Impa nodded, though Zelda could see confusion flicker in her eyes for a moment before being replaced with acceptance.

"Do you think Guard and Sentry are still here in this iteration, Mistress?" Parasova asked. Zelda scooped her up from the top of the crate as she considered, walking back out of the office and heading for the exit.

"I don't know. I – Saina – didn't really keep track of what was happening in Cronellon while we were studying the Gate of Time and preparing to return. I know a lot of the robots from Cronellon joined us… if any didn't, I suppose we'll run into them. I should probably tell them to go north and meet the others." She sighed. "I want to revive as many as I can while we're here, as well. I owe them at least that much."

"Understood, Mistress. But remember that you can't afford to take too long!"

"I know." With every day that passed, another day opened in the temporal gap between the moment the second Gate of Time, her Gate, was opened and the moment when Demise had been sealed away. Ghirahim had survived the divine clash and escaped his master's imprisonment to wait a thousand years for Hylia's return, for Zelda's birth, and though she knew he couldn't have escaped unscathed, that his aura had been dim enough or far enough away that she had not felt it as she lay dying, she didn't know how long it had taken him to recover – how long she would have before he began hunting her just as he had in the future. Quite apart from that, the earlier she had the Gate open, the longer the timespan she would have to work with if she needed it… and the sooner, perhaps, hopefully, Link could rejoin her.

But what would he see if he did? Who would he see when he did? She'd fled from him to save her sense of self, her fragile memories of a past no mortal should know, and now she was – what? A goddess, a monster, a girl from Skyloft whose brief, happy memories felt all but drowned in all she had been and all she needed to do? She had loved him, and she had loved him, and she felt an echo of Saina's half-scandalised, half-delighted amusement from all that time ago, that bright goddess Hylia was sweet on a mortal man.

Was any part of her herself any more?

When this is over, ran the thoughts that might have been Hylia's, might have been Saina's, might simply have been Zelda's, I will be a girl from Skyloft again.
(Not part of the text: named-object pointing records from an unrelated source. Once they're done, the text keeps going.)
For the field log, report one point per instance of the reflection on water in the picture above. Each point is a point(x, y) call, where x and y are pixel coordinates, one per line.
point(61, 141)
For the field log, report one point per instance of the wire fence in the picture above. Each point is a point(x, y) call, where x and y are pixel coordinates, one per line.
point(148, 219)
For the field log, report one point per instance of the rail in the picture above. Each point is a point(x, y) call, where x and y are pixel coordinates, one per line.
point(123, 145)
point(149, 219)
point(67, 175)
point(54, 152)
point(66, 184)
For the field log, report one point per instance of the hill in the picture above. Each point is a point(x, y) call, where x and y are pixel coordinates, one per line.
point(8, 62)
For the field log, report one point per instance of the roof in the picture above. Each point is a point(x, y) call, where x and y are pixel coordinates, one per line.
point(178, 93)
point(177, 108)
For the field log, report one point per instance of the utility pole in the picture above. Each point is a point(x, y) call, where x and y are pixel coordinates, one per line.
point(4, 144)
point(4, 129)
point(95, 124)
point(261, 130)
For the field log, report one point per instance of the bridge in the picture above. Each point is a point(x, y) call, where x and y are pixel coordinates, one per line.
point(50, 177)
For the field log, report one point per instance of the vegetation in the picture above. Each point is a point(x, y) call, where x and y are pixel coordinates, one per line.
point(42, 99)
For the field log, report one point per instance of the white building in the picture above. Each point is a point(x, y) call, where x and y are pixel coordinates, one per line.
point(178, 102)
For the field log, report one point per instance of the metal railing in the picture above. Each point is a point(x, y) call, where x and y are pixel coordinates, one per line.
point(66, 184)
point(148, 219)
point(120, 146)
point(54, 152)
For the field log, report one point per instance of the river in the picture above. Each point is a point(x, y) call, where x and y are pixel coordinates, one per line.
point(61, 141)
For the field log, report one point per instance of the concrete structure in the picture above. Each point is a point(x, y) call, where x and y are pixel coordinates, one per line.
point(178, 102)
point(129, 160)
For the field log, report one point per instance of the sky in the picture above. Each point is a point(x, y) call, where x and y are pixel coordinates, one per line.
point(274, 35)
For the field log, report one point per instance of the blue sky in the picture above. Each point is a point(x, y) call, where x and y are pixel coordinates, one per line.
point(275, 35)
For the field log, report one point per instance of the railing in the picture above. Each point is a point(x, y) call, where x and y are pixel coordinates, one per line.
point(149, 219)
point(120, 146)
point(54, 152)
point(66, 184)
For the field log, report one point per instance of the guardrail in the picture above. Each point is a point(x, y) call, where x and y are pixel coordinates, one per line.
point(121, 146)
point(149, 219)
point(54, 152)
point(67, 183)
She would lay aside the cares and the memories as best she could and try to go back to that simple life of promise, of wide horizons and curiosity enough to dare any barrier, of a future spent exploring with…
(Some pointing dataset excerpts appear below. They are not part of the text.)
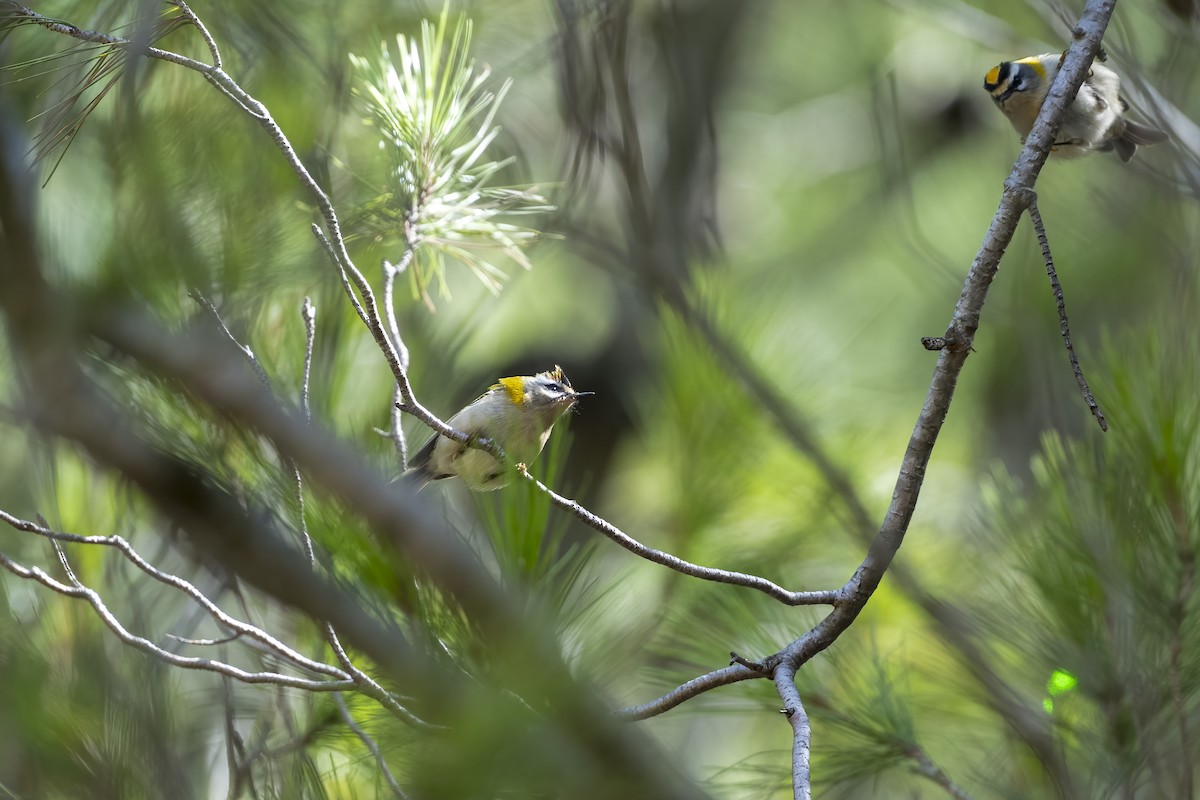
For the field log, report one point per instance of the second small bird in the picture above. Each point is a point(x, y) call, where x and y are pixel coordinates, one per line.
point(516, 413)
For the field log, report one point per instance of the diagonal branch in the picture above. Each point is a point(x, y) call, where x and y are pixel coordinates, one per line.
point(678, 564)
point(1063, 325)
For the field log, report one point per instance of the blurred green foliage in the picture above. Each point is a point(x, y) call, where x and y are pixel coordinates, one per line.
point(859, 164)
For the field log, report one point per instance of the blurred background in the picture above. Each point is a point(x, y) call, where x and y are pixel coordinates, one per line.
point(808, 180)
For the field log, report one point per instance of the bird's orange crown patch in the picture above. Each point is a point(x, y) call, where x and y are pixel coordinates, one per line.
point(515, 388)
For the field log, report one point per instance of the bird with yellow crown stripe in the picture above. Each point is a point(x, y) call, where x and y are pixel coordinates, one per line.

Had any part of her ever been herself?

Zelda kept her face turned away from Impa, now carrying Para, as she angrily scrubbed tears from her eyes, forcing herself to focus on the next step, and nothing more. She had to reinforce the reservoir with a power that would last a millennium, and after that, she had to find and revive as many robots as she could before she pressed on to Hylia's war-ravaged lands, and to the Gate of Time.

If she focused on that, then she didn't have to think about anything else.


Lookit me, a whole three chapters in three weeks! Keep 'em coming! (Well, maybe… Wish me luck!)

Patch Notes
- Reason provided for the existence of a monument in honour of a Triforce-bearing bird goddess who doesn't live here.
- Temporal shenanigans now more subtly evident.
- Zelda now useful.
- Taping over someone's memories and sense of self remains horrible.

Would it have killed them to make Zelda do something, anything on camera at any point in the game? The only time she has any agency, personality, or action is the intro-tutorial section! We could pretty much have had the whole rest of the game without her for all the impact she actually has on anything – it's not like Link wouldn't have fought a big world-eating monster anyway!